From meatballs to Michelin stars

Think of food in Denmark or Sweden and you can be forgiven for thinking only of herrings and bacon. But Copenhagen and the neighbouring region of Skane in Sweden could be one of Europe’s best kept culinary secrets


Copenhagen has become a major gourmet destination in recent years with a breathtaking array of inventive, modern and stylish new restaurants opening across the city. Then you only have half an hour by train or car across the amazing Oresund bridge to Sweden’s third largest city Malmo, and the surrounding area of Skane, renowned for fine food, top chefs and the best home-grown ingredients.

The Danish capital has more Michelin stars than any other Scandinavian city – nine in total, one of which is within Tivoli Gardens.

Indeed chefs in the Danish capital often turn to the Nordic kitchen for their influences and ingredients, including fresh seasonal vegetables, wild game, locally caught fish, and smoked meats.

But eating in Copenhagen is also about tradition as well as the latest trends. Here you can try anything from marinated salmon to freshly caught lobster, from red hot Thai curries to traditional Danish ‘frikadeller’ meatballs, not forgetting the typical Danish smørrebrød – open sandwiches stacked with delicacies.
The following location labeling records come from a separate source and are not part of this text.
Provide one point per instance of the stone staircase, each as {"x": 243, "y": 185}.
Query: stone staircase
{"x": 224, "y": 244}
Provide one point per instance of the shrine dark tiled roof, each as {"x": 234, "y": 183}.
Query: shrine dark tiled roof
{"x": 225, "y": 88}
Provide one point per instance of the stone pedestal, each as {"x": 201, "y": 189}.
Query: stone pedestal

Enjoying lunch or dinner is not only about the food, it is about the location. Cafés and bars are often half-submerged in cellars or located in picturesque historical buildings. Picturesque Nyhavn, the quay where Hans Christian Anderson once lived, is teaming with restaurants in its 17th century buildings. Across the Oresund Bridge lies Malmo and the Skane region, known as the ‘Garden of Sweden’. At the mention of Skane, most Swedish folk think of food, from fine dining to traditional inns, herring, cheese, goose, eels, apples and everything in between. The region is home to several of Sweden’s top chefs and is the place to come for an out of the ordinary gastronomic experience.
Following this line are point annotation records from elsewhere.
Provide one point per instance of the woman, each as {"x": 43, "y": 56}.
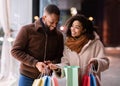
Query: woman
{"x": 83, "y": 47}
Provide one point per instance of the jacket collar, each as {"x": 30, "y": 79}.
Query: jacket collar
{"x": 38, "y": 25}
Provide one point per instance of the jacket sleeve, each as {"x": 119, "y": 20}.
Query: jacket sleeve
{"x": 19, "y": 48}
{"x": 101, "y": 58}
{"x": 60, "y": 73}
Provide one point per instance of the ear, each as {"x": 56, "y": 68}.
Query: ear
{"x": 84, "y": 30}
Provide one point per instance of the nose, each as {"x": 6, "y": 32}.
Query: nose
{"x": 72, "y": 28}
{"x": 54, "y": 25}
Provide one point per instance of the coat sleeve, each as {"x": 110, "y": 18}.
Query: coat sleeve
{"x": 18, "y": 50}
{"x": 60, "y": 73}
{"x": 101, "y": 58}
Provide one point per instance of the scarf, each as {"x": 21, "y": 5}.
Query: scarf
{"x": 76, "y": 44}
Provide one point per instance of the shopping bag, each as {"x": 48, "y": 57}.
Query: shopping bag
{"x": 92, "y": 80}
{"x": 71, "y": 73}
{"x": 38, "y": 82}
{"x": 54, "y": 81}
{"x": 86, "y": 80}
{"x": 47, "y": 81}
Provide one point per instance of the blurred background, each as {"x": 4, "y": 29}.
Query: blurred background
{"x": 105, "y": 14}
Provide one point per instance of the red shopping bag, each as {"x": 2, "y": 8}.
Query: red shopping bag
{"x": 86, "y": 80}
{"x": 54, "y": 81}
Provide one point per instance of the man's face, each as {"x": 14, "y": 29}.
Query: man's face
{"x": 51, "y": 20}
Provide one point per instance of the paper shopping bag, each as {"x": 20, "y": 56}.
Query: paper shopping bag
{"x": 92, "y": 80}
{"x": 71, "y": 73}
{"x": 47, "y": 81}
{"x": 54, "y": 81}
{"x": 86, "y": 80}
{"x": 38, "y": 82}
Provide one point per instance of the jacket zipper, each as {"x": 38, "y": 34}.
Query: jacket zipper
{"x": 45, "y": 46}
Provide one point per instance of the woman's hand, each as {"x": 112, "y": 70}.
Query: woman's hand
{"x": 52, "y": 66}
{"x": 41, "y": 67}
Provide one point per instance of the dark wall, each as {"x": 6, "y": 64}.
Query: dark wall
{"x": 107, "y": 17}
{"x": 112, "y": 23}
{"x": 94, "y": 8}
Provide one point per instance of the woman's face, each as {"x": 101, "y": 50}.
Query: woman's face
{"x": 76, "y": 29}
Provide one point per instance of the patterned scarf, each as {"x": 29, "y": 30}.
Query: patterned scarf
{"x": 76, "y": 44}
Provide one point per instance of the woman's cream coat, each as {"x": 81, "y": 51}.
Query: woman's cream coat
{"x": 94, "y": 49}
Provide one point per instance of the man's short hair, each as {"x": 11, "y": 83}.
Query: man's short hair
{"x": 52, "y": 9}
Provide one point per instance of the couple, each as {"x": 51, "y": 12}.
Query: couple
{"x": 40, "y": 45}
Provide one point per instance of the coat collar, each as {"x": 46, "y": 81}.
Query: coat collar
{"x": 38, "y": 25}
The Swedish spring arrives first in Skane meaning its pastures are ideal for raising crops and livestock. The fish season starts with lumpfish which end up in fresh soup throughout the province as early as February. Eel is another Skane speciality, mostly eaten during late summer and autumn. Corn fed chicken from here is found on the menus of Sweden’s top restaurants. Mushrooms enjoys the same notoriety here as in Tuscany, plus the area is known for kale, asparagus, potatoes, rhubarb, apples and blackberries. Game is another integral part of the Skane kitchen: deer, wild boar, duck, pheasant and winter hare. Pork and beef also feature strongly, as in the celebrated Lundaknaken sausage from the city of Lund. Gastronomic delights in Malmo include Johan P, a superb fish restaurant in the city’s market hall; 1 R.O.K., which stands for one room and a kitchen and is one of the best restaurants in Sweden; Sturehof, a Malmo institution offering fine French and Swedish cuisine in elegant surroundings; and Atmosfar, arguably Malmo’s best pavement café. In Sweden it’s as usual to hang out in a café as it is to go to a pub. From April to September the café tables and parasols move out onto Malmo’s main square Lilla Torg and the atmosphere becomes almost Mediterranean.

If you love food, be prepared to leave this part of Scandinavia a few pounds heavier.